Dirty work on runway costs port


The Mirror

The Port of Seattle has been slapped with a state penalty for environmental problems with the controversial construction of a third runway at Seattle-Tacoma International Airport.

The port and its principal contractor in the project, TTI Constructors, were fined $15,000 last month by the Department of Ecology for allowing muddy water to escape into Miller Creek and for trucks tracking dirt onto roadways near the work site. The latter is a continuing problem, according to DOE.

The port, which owns and operates the airport, is having a large dirt embankment built as part of the project.

DOE said a pipeline carrying stormwater broke during heavy rain Oct 8, pouring water and mud into a wetland that flows to Miller Creek. Water in the wetland was 60 times muddier than the state allows for the project, DOE officials said.

They said project managers have been told to detect and correct water-quality problems quicker.

DOE also requested a better job of washing the wheels of trucks leaving the project site after delivering fill.
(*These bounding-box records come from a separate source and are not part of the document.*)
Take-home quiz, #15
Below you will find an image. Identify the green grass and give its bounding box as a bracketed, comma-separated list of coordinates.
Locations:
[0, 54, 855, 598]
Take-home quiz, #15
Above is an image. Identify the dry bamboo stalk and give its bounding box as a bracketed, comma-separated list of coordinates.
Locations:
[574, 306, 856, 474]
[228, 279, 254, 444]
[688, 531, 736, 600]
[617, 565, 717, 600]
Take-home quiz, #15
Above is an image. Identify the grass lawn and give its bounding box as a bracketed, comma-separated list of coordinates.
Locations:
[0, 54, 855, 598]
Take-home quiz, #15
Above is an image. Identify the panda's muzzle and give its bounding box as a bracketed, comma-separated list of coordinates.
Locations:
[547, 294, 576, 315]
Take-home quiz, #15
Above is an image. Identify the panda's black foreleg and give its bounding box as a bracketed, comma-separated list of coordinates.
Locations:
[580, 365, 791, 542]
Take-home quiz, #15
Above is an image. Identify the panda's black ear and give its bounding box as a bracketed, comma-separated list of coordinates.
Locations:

Dirt from the wheels has gotten onto State Route 518, where it can wash into ditches and storm drains that flow to creeks.

About 100 trucks leave the site each hour, officials said.
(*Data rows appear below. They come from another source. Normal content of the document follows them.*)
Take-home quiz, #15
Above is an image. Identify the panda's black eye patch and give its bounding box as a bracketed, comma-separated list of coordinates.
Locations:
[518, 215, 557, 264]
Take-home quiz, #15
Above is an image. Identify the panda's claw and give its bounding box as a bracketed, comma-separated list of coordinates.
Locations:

A full-time inspector for DOE, his salary paid for by the port, is on-site to monitor construction and protect creeks. The inspector documented the violations that led to the civil penalty.
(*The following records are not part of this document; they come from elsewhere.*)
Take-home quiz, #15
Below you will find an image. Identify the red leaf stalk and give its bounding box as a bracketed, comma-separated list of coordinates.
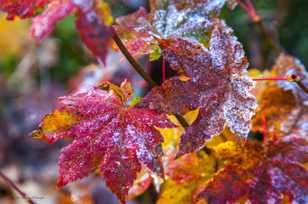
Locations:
[162, 57, 166, 82]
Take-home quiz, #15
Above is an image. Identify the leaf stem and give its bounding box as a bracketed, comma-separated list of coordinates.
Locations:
[252, 76, 290, 81]
[111, 27, 189, 128]
[0, 171, 35, 204]
[174, 114, 189, 128]
[111, 27, 156, 87]
[237, 0, 283, 54]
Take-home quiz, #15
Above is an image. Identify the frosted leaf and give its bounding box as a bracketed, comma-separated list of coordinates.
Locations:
[32, 82, 174, 203]
[115, 0, 231, 56]
[139, 19, 257, 155]
[193, 137, 308, 204]
[224, 75, 257, 137]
Opponents of the project have criticized it previously for having negative impacts environmentally. But the latest trouble appears to be an exception, according to a DOE official.

"We're disappointed with these problems," but overall, the project "has been well-managed," said Kevin Fitzpatrick, DOE's regional water-quality supervisor.

Mark Reis, managing director of aviation for the port, said the problems will be corrected.

"We take our responsibility to protect the environment very seriously," he said.

The Regional Commission on Airport Affairs (RCAA), a Normandy Park-based citizens' group that opposes the runway project, criticized the port's handling of the incidents.

The port "says all the right things about protecting the environment," but its "neglectful actions speak far louder," said Larry Corvari, president of RCAA.

Another organization, Airport Communities Coalition (ACC), comprised of Federal Way and other cities near the airport or under its landing and takeoff paths, also opposed the runway until withdrawing legal challenges in August. ACC contested what it called environmental impacts of the runway, including noise from increased air traffic.

The port claims the runway is needed to help keep flights on time during bad weather that can limit the use of existing runways.

Federal Way and the other ACC members –– the cities of Des Moines, Burien, Normandy Park and Tukwila and the Highline School District –– spent a combined $15 million over 10 years fighting the runway. Last summer, the group claimed victory in environmental controls placed on the project by the state.

Money from the port, U.S. and state is paying for the $1.2 billion project.